Muck and Mystery
   Loitering With Intent
blog - at - crumbtrail.org
December 13, 2009
The Canon

The world is large and old - at least by local experience - and humanity is diverse.

It is not often that large-scale crises are due to intellectual error, but a single erroneous belief runs through all of the successive delusions of the past decade. With few exceptions, both left and right seem to think that history is a directional process whose end point - after many unfortunate detours - will be the worldwide duplication of people very like themselves. . .

But whereas this confidence-boosting notion was still genuinely believed a decade ago, today it is a kind of comfort blanket against an unfamiliar world. The reality, which is that western power is in retreat nearly everywhere, is insistently denied. Yet the rise of China means more than the emergence of a new great power. Its deeper import is that the ideologies of the past century - neoliberalism just as much as communism - are obsolete. Belief systems in which the categories of western religion are reproduced in the guise of pseudo-science, they are redundant in a world where the most rapidly advancing nation state has never been monotheist. . .

For secular western intellectuals to accept this fact would rob their life of meaning. Huddled in the tattered blanket of historical teleology, which tells them they are the leading lights of humanity, they screen out any development that demonstrates their increasing irrelevance. Religion is resurgent in many parts of the world, not least emerging powers such as Brazil and China, but for the secular intelligentsia this is just an unfortunate lag, a temporary setback in humanity's slow march to join them on the sunlit uplands of reason. The hysterical stridency of evangelical atheism - one of the most characteristic phenomena of the Noughties - is symptomatic of a pervasive cognitive dissonance. Like everyone else, these intellectuals assert their beliefs all the more adamantly when the only reason for holding them is a well-founded suspicion that they are not true. . .

The intellectual default of politicians cannot be remedied by returning to the ideologies of the past. It is shared by much of the public, and comes from a chronic inability to engage with reality. . .

But the omens are not encouraging. The make-believe that surrounds climate change - epitomised in the empty statements of intent regarding unachievable goals that will be the only outcome of the Copenhagen meeting - shows that the biggest challenge for the future is being evaded. It looks as if we may be wandering in the ruins of the Noughties for some time.

One of the reasons that heretics intrigue me is that the debilitating effects of staying inside the canon make one vulnerable to catastrophic failure as well as ordinary embarrassment: it makes one provincial. As an antidote I study weird science, the historical views of distant cultures and other alternative (contra-factual) histories including those found in speculative fiction. It ain't necessarily so.

Still, one must resist every temptation to conclude that the search has been a success and that knowledge has at last been gained. Everything one knows is still wrong.

I find this comforting in an odd way. I never arrive but I wasn't going anywhere in any event, I'm just out for a stroll.

Update: Nice Rant

. . .everything taking place in Copenhagen is contrived. The outcome of climate talks -- no treaty, no emissions reductions -- was known in advance. And yet participants pretend there is an unfolding drama. As such, Copenhagen is history's first completely postmodern global event. It's a festival of phoniness. . .

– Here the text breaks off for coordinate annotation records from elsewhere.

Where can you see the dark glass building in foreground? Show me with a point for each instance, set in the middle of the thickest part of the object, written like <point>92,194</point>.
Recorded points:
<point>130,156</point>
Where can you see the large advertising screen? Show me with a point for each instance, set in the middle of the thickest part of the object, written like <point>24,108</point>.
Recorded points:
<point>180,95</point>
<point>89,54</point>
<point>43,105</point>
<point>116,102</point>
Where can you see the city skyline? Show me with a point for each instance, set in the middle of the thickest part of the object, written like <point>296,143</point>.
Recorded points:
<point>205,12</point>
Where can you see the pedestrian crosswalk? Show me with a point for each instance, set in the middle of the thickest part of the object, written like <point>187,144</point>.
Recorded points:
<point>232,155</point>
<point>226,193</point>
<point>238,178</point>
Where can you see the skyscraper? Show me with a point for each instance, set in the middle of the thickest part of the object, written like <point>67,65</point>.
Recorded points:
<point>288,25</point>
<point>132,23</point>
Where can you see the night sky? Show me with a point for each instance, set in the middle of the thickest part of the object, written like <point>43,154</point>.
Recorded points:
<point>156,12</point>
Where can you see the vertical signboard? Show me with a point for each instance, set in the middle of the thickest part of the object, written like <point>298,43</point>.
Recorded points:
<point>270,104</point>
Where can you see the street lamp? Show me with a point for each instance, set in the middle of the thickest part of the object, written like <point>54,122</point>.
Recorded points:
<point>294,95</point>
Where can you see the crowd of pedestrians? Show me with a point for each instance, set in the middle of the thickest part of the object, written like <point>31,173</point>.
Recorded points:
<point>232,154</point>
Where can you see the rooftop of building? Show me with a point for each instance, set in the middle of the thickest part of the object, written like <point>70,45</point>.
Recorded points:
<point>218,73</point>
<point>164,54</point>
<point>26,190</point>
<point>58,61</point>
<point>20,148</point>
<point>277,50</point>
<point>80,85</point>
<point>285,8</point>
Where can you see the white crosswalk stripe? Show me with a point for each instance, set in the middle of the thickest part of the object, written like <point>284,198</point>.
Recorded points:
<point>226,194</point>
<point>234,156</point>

Lacking any power to effect reality, Copenhagen has thus become a kind of spiritual pilgrimage. But the pilgrimage is postmodern and the faith is bad.

European delegates will pretend to have reduced emissions and other nations will pretend to believe them. Obama will promise to reduce emissions by 17 percent even though he has neither the votes nor a policy to do so. China will issue a promise to reduce the growth of its emissions even though it is identical to business-as-usual projections.

The result is what the philosopher Friedrich Nietzsche described over a century ago as cultural nihilism, something that happens when the old systems of meaning -- God, progress, nature, science -- lose their power. We no longer believe in them, but we continue to behave as though we do.

Nihilism is the phenomenon of going to church, saying confession, and sometimes even praying to God, even though you no longer believe that God will do anything for you. Climate nihilism is the phenomenon of going to Copenhagen, promising to reduce emissions and pretending to believe the promises, even neither though you nor anybody around you has any intention, plan or funding to do so. . .

lying would require, as Princeton philosopher Harry Frankfurt observed in his essay "On Bullshit," a concern for the truth that is nowhere evident. The nihilist/bullshitter keeps going to his church -- either of God or of Science -- and keeps making promises without care for whether he can keep them.

In a world that appears to be increasingly without meaning, the nihilist can claim that something means anything, and that nothing means everything. As free-floating signifiers in a simulacrum, images and words can be used outside of their original context by the nihilist/bullshitter for whatever purpose he chooses.